Old School Techniques: Choking and Line Pinching

As others pointed out, it goes back to the days when high output aircooled motors were the standard. They were run on (and beyond) the ragged edge of mechanical limits with mean piston speeds matching F1 motors.

It can be used for the following…

  1. To cool the motor.
  2. Shut it down and stop it coming apart.
  3. Provide little extra lube before you shut the throttle at 19,000+

The less choke you use, the faster you (might) be. But the risk of grenading the motor increases too. These motors will rev until they come apart, so you had to protect them. While also trying to out race your opponents.
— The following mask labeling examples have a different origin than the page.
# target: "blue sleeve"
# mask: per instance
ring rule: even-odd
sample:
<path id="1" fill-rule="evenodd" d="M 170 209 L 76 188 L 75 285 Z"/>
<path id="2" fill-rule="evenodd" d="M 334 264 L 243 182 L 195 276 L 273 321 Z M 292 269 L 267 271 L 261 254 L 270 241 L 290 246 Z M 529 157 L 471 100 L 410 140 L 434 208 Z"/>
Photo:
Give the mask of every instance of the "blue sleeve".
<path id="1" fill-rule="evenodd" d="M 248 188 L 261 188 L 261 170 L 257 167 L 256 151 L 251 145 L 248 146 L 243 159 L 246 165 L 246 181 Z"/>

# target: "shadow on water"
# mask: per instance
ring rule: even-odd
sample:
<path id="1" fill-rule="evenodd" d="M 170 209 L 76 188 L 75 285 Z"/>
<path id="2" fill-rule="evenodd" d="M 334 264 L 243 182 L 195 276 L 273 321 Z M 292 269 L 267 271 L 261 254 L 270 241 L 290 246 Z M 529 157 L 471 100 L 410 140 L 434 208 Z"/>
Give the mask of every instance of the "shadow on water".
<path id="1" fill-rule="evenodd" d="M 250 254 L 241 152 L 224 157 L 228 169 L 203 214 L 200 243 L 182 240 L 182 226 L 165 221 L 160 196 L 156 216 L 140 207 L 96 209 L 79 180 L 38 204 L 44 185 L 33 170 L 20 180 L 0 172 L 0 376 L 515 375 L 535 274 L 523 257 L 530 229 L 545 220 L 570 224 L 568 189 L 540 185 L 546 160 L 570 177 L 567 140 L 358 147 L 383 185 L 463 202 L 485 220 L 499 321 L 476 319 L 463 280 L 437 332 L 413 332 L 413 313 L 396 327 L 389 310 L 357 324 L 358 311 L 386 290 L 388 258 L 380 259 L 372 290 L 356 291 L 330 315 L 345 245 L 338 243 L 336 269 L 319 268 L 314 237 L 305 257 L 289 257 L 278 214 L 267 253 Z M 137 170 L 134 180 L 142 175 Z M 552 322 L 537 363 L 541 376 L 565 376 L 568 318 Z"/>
In a lot of cases you’re geared for punch off the turns and basically playing Russian roulette, letting the motor rev as high as you dare with varying amounts of choke

It made for pretty interesting racing. Carburation came into play too, especially with aircooled. Often you could really only run right on the edge for a short period of time. Choking might let you get away with it for longer. So you’ll find racers alternating between running the motor hard with choke, without choke, fall into line and run a little rich and anything in between as a tactic.

Put all that together, with direct drive that locked the wheels solid when the motor gave up (frequently) made for some very interesting racing that was part driving, part chess and part roulette.

I’ve heard it said it’s used to help drive off the turns. To me, if that’s the case I think your jetting is off. @NikG and @Mynameismcgyver might have some thoughts on that.

@Terence_Dove and @DavinRS talked about these motors (Classes ICA, Formula A & Formula Super A) in part of the three part podcast they did on Terence’s book. I’m not sure which one of the three it was though.

For watercooled it was more 2 & 3. One thing to be mindful of is that excessive choke can cause a reed motor to ingest its reeds. That’s bad.

For TaG and so on, probably not much need for choke, but I can understand someone using it as piece of mind or general mechanical sympathy. For a turn where you have a quick lift then right back on the power, you could go for a choke there.